NZ Metro TC 21 September 2023 – R10 – James Stormont

ID: RIB27666

James Stormont - Driver

Shane Renault, Stipendiary Steward

Russell McKenzie

Information Number:

Decision Type:
Race Related Charge

Using whip in more than a wrist only flicking motion

869(2) and Whip and Rein Regulations - Contravention whip rule

Not Admitted

Animal Name:
Mandalay Bay


Race Date:

Race Club:
NZ Metropolitan Trotting Club Inc

Race Location:
Addington Raceway - 75 Jack Hinton Drive, Addington, Christchurch, 8024

Race Number:

Hearing Date:

Hearing Location:
Addington Raceway, Christchurch

Outcome: Proved

Penalty: Open Driver, James Stormont, suspended 3 days


Following the running of Race 10, Gold Band Taxis Pace, Open Driver, James Stormont, denied a breach of the Whip Rules in that, as the Driver of MANDALAY BAY in the race, he “used his whip with more than a wrist flicking motion” in the run home.

Rule 869 provides:

(2)  No driver shall during any race use a whip in a manner in contravention of the Use of the Whip Regulations made by the Board.

The Whip and Rein Regulations provide:

3.1     A driver may only apply the whip in a wrist only flicking motion whilst holding a rein in each hand with the tip of the whip pointed forward in an action which does not engage the shoulder.

 3.2     For the purposes of clause 3.1, “wrist only flicking motion” means:

 3.2.1    Ensuring no force is generated by the use of the elbow or shoulder when applying the whip.


Stipendiary Steward, Shane Renault, showed video replays of the final stages of the race.

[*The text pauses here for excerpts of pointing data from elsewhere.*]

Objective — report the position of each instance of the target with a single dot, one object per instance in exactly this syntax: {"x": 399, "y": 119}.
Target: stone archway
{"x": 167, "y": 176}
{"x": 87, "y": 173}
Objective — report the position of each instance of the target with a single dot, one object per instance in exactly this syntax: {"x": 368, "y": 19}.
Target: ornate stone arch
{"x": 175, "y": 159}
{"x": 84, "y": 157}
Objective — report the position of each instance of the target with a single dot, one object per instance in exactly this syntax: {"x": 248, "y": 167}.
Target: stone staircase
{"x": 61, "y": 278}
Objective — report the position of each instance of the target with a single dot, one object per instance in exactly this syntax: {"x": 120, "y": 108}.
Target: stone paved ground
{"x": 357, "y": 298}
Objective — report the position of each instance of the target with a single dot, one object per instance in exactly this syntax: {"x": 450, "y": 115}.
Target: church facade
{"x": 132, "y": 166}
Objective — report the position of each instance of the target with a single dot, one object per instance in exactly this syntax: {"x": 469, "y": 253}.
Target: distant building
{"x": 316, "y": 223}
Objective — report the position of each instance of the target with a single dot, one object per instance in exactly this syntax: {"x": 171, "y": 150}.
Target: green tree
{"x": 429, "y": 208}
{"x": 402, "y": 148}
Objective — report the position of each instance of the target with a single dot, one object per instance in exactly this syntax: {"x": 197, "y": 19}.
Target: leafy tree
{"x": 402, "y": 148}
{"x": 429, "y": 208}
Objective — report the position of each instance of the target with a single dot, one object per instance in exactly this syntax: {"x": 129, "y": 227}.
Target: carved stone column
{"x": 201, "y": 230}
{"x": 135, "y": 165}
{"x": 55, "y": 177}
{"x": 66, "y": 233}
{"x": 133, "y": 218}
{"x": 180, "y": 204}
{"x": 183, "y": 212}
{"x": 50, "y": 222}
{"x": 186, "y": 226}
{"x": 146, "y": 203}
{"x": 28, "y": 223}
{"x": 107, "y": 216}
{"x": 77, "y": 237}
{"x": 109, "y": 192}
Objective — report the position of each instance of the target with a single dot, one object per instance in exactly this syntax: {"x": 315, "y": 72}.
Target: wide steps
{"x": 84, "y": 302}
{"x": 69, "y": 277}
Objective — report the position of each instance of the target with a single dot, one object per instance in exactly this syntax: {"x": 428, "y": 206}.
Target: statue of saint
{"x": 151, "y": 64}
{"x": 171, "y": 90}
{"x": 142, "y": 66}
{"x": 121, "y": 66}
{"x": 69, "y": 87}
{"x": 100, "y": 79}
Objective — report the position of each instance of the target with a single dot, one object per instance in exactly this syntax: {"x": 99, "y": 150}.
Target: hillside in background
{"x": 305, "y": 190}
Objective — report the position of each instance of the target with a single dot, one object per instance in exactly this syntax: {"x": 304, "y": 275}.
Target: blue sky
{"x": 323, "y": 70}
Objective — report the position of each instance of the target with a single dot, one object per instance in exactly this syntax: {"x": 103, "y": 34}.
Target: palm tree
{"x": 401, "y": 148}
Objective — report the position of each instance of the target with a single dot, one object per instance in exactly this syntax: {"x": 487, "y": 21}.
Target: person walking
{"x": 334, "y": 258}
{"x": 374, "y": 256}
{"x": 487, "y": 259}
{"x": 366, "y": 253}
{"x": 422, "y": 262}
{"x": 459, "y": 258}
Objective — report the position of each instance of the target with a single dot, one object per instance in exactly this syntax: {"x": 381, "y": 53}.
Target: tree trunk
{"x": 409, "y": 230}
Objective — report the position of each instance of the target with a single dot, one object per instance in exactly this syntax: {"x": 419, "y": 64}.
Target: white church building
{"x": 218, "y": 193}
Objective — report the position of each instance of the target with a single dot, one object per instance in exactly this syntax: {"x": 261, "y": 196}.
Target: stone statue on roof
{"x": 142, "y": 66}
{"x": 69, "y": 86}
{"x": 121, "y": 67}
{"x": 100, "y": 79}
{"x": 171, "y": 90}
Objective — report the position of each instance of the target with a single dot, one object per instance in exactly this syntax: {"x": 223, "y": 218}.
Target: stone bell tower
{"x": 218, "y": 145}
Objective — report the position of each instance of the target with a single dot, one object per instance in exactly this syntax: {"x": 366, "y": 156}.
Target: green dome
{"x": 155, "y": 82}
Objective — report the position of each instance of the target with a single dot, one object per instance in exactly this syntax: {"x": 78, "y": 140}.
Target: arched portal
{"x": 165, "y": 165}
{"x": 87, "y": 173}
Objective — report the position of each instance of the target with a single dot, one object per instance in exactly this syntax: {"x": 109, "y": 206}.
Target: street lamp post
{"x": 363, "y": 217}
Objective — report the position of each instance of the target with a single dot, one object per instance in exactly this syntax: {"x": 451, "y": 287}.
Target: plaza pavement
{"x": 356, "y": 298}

He pointed out MANDALAY BAY, driven by the Respondent, being eased out from the one-one to challenge 3-wide as the field entered the final straight. Mr Renault alleged that, from that point, the Respondent used his whip four times in what was more than a wrist only flicking motion, and clearly using the elbow.

The Respondent alleged that his arm was not going straight down but, rather, sideways. He said that he had been “brought up” using the whip in that manner, for 45 years. He accepted that acceptable whip use nowadays was different from what it was 45 years ago, but it was “hard to change”, he said. He likened it to trying to give up smoking.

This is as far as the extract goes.